Well, we are left with two possibilities. The one is a story where we sit as we normally do, as moderns observing the behavior of a discovered savage. Here, perhaps, the horror is formed like a monster story. We are concerned with a monster that is a man, almost a slasher film on the page.
Alternatively, we examine the discovery of a savages…well, savageness. If we begin with believers in the Five Ages of Man, then it is horrifying to find how cruel and monstrous humanities origins are relative to their expectations (we could attempt this with our modern understandings, and the numerous species of the homo genus we have, but that would be far less entertaining and frankly significantly harder). This basic outline could also be reversed, with the discovery of some primeval Adam or Eve that was as noble and civilized as the ancients would have expected being discovered by moderns looking for monsters.
Finally, there is the perspective of the awakened one. Either as a most noble ancestor shocked at the decline all around him (again, Muchukunda is more than applicable here) or the primitive ancestor horrified at the strange and noisy sights around him as modern technology is quite terrifying to the unawares.

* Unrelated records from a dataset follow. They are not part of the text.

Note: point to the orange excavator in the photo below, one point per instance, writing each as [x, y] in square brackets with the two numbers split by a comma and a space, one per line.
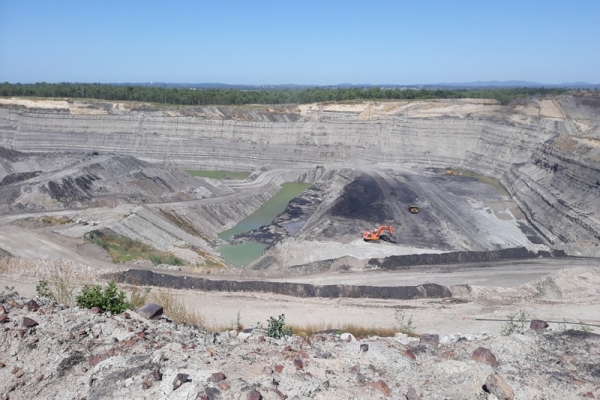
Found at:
[385, 233]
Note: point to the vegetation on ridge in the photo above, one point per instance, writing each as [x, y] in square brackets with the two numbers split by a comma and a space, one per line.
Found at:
[123, 249]
[191, 96]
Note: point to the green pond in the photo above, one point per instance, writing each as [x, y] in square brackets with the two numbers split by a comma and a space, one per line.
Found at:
[242, 254]
[219, 174]
[481, 178]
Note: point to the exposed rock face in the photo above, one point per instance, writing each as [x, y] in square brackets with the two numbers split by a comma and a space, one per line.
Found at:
[545, 151]
[72, 353]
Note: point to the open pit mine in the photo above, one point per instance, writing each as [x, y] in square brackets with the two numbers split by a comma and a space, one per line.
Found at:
[478, 195]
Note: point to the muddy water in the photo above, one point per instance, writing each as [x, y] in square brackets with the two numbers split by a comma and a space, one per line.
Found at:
[218, 174]
[242, 254]
[481, 178]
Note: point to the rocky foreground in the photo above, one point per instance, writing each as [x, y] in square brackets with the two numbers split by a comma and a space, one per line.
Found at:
[50, 351]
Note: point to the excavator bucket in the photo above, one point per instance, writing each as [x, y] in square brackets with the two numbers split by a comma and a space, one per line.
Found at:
[385, 233]
[413, 209]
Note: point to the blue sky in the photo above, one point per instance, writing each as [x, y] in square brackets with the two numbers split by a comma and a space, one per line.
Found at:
[302, 42]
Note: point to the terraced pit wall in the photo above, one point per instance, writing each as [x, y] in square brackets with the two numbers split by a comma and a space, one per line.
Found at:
[518, 144]
[149, 278]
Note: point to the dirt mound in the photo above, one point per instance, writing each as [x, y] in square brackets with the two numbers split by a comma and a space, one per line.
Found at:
[362, 199]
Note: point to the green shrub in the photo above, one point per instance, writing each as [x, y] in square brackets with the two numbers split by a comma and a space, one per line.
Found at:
[43, 289]
[109, 299]
[276, 327]
[405, 326]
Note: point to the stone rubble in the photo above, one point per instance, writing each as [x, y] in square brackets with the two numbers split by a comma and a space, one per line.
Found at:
[76, 353]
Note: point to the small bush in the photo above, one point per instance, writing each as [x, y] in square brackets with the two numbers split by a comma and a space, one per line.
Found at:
[517, 323]
[43, 289]
[109, 299]
[276, 327]
[404, 325]
[8, 293]
[138, 297]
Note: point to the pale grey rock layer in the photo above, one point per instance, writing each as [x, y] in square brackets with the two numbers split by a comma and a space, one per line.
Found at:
[556, 185]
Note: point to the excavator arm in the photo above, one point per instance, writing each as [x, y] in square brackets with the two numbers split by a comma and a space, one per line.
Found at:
[383, 232]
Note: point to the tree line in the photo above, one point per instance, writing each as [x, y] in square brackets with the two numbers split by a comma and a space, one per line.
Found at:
[181, 96]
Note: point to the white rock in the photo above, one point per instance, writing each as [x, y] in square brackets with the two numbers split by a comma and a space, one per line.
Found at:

Of these, the middle seems the most interesting. A ‘noble’ ancestor can be horrifying in unexpected ways, alarming moderns with antiquated ideas of proper behavior or with their bizarre physiology (drawing from Muchukunda’s accidental annihilation of a man with his mere gaze). There is something more horrifying about a well meaning monster. There always hope of relief from monsters and beasts, that some salvation will come in the form of civilizing endeavors. But when the opposition is the more ‘civilized’, than things are strained. When a demon comes, there is always hope an angel will arrive. When an angel comes, there is little refuge left.
That is what I will be starting with then. An ancient ancestor of a stranger, more noble sort. Constructing that sort of entity without treading into Theosphany’s imperialism or racism will be tricky if one wants to avoid going completely alien. But we will try. Multiple subjects might be better.
What ideas do you have from this prompt? What lies beneath the Siberiean ice for you?